If words like fat or disabled are just used descriptiv it is totally okay. But most of the time there s a negativ afterthought attached and that is what I think Iat least should avoid.

Maybe it is, because as a child it was often assumed that my disability was contagious. Which scared other children, hurt me a lot and made me very insecure.

Which I do not know whether it applies for Dave too or not.

In no way I wanted to state something not nice to or about Dave. But I wanted to tell why maybe the woman said what she said.

Julia

Glee said...

Sharon said above

"But WHY are "fat" or "disabled" considered degrading terms? That is the whole issue.

If Dave said he had the "speaking point of view of a tall, grey haired man" no one would be talking about person first language.

Sharon
(a tall, grey haired, fat, disabled woman)"

and that is the thing. IF a thing or a word or a person is seen as normal then it's ok, as in tall grey haired man. And if they build steps because it is normal then that's ok too.
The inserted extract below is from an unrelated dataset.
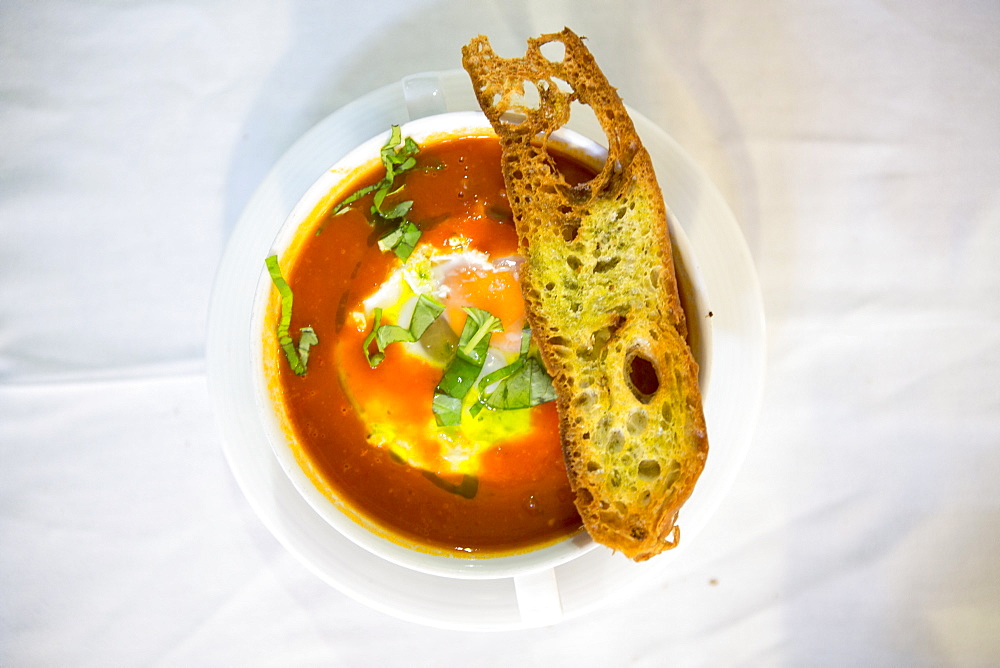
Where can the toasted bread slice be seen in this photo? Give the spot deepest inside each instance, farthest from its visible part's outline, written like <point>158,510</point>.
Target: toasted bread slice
<point>601,297</point>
The non-disabled in the world have decided what is normal and stigma is placed on the rest. And shut out, shut in or shut up!

Excellent post thanks Dave.

cheers
Gleecrip :)

Ettina said...

"I'm curious if one took a study of preferences for "people first" language vs. reclaimed words (disabled, crip, etc) how many disabled people would want the "people first" language compared with able-bodied people?"

I wasn't able to find any research on disabled people in general, but I did find this study on preferred terminology for autism:

http://aut.sagepub.com/content/early/2015/06/10/1362361315588200.full.pdf+html

Autistic people tended to like 'is autistic', 'aspie' and 'on the autism spectrum' to describe themselves, while very few endorsed 'has autism' or 'person with autism'. So autistic people don't generally like person-first language.

One thing I find ridiculous, by the way? I've heard people use acronyms like PWA for 'person with autism'. Which really defeats the point, in my opinion, because the acronym is then used as a noun for a type of person, just as if they'd been calling them 'autistics'.